“#Accogliere i rifugiati siriani è un dovere del Golfo”. L’hashtag, diffuso in inglese, è stato ritwittato oltre 33mila volte in una settimana. Chiede ai sei ricchi Paesi del Golfo – Arabia Saudita, Kuwait, Qatar, Emirati arabi uniti e Bahrain – di farsi carico dei profughi di Damasco ai quali, finora, hanno chiuso le porte. Amnesty International li ha attaccati di recente per aver “offerto zero posti per il collocamento dei rifugiati siriani”. Accuse analoghe sono state mosse da Kenneth Roth, direttore di Human Rights Watch.

Come hanno sottolineato molti osservatori, si tratta di Paesi che dispongono di grandi risorse, oltre a essere geograficamente vicini alla Siria, alla quale sono affini anche per lingua e religione.

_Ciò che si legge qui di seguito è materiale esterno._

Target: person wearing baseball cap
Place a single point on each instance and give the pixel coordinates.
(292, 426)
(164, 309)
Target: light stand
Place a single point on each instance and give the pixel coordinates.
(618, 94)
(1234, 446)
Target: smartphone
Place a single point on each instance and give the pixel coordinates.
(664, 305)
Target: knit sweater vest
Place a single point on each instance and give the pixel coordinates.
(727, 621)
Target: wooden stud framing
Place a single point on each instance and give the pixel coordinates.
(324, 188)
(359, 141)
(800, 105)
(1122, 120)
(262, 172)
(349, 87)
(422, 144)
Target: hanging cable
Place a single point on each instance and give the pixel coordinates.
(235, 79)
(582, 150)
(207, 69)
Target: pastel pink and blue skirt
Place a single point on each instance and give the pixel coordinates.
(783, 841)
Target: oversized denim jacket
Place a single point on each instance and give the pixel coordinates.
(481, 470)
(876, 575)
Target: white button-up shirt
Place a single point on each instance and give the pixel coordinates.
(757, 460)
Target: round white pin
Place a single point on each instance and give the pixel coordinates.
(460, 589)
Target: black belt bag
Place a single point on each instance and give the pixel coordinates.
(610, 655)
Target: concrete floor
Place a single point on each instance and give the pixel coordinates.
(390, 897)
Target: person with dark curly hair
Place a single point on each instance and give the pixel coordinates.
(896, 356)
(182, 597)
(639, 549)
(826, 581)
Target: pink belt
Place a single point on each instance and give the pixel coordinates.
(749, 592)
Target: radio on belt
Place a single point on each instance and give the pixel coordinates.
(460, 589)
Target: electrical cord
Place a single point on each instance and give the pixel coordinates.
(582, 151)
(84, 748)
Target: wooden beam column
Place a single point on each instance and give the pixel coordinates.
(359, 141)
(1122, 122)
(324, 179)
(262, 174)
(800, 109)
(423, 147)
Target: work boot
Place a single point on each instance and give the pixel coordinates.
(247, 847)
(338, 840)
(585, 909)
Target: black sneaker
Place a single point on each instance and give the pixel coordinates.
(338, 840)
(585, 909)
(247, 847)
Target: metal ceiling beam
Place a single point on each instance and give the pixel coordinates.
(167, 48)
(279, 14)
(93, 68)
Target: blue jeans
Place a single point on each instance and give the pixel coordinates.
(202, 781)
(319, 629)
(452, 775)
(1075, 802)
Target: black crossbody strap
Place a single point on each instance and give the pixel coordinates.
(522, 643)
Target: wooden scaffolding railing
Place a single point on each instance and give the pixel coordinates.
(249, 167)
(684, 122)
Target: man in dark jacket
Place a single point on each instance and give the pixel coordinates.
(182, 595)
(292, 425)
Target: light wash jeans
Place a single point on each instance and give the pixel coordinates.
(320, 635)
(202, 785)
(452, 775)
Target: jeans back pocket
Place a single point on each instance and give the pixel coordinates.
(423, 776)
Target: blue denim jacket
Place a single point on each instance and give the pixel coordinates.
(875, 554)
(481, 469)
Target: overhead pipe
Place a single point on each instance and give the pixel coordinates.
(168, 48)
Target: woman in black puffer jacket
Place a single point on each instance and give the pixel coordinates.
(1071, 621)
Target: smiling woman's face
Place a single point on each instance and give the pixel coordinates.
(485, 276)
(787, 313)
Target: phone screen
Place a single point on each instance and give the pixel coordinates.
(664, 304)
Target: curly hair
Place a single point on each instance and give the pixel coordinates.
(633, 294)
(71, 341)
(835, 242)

Destinano il più alto budget alle spese militari e hanno tra i più alti standard di vita. E non hanno mai aderito alla convenzione Onu sui rifugiati, del 1951.

Ognuno di loro ha contribuito in varia misura ad alimentare il conflitto siriano, finanziando e armando vari gruppi ribelli che combattono contro il regime di Bashar al-Assad. Per entrare in questi Paesi i siriani necessitano di un visto. Ma ottenerlo in questo momento è quasi impossibile. “Il Golfo – ha scritto Sultan Sooud al-Qassemi, analista politico che vive a Dubai – deve capire che è ora di cambiare la sua politica sull’ingresso dei rifugiati che arrivano dalla Siria. E’ un passo da intraprendere in nome della morale, dell’etica e del senso di responsabilità”.

Per giustificare il loro atteggiamento, i governi del Golfo ricorrono ad argomentazioni come la sicurezza, la minaccia del terrorismo e il rischio che si stravolga il mercato del lavoro a danno dei loro cittadini. Ma il Washington Post sottolinea che la scarsa generosità della regione nei confronti dei siriani non riguarda solo l’accoglienza. La regione ha infatti destinato, complessivamente, circa un miliardo di dollari ai profughi siriani, mentre gli Stati Uniti da soli ne hanno versati circa quattro volte tanto. Il dato colpisce soprattutto se paragonato all’enorme investimento saudita in Yemen, dove ha lanciato una campagna militare contro i ribelli sciiti, innescando una guerra di cui per ora non si vede la fine. Bobby Ghosh, direttore del sito Quartz, ha sottolineato come i paesi del Golfo disporrebbero di tutti gli strumenti per l’accoglienza.

“La regione – ha sottolineato – ha la capacità di costruire rapidamente case per i rifugiati. Le mega-aziende di costruzioni che hanno realizzato grattacieli scintillanti a Dubai, Abu Dhabi e Riad dovrebbero essere ingaggiate per creare rifugi per i profughi. L’Arabia Saudita, inoltre, ha grande esperienza nel gestire grandi flussi, visto che riceve ogni anno milioni di pellegrini per l’Hajj alla Mecca. Non c’è motivo per cui tutto questo know-how non possa essere usato per fini umanitari”.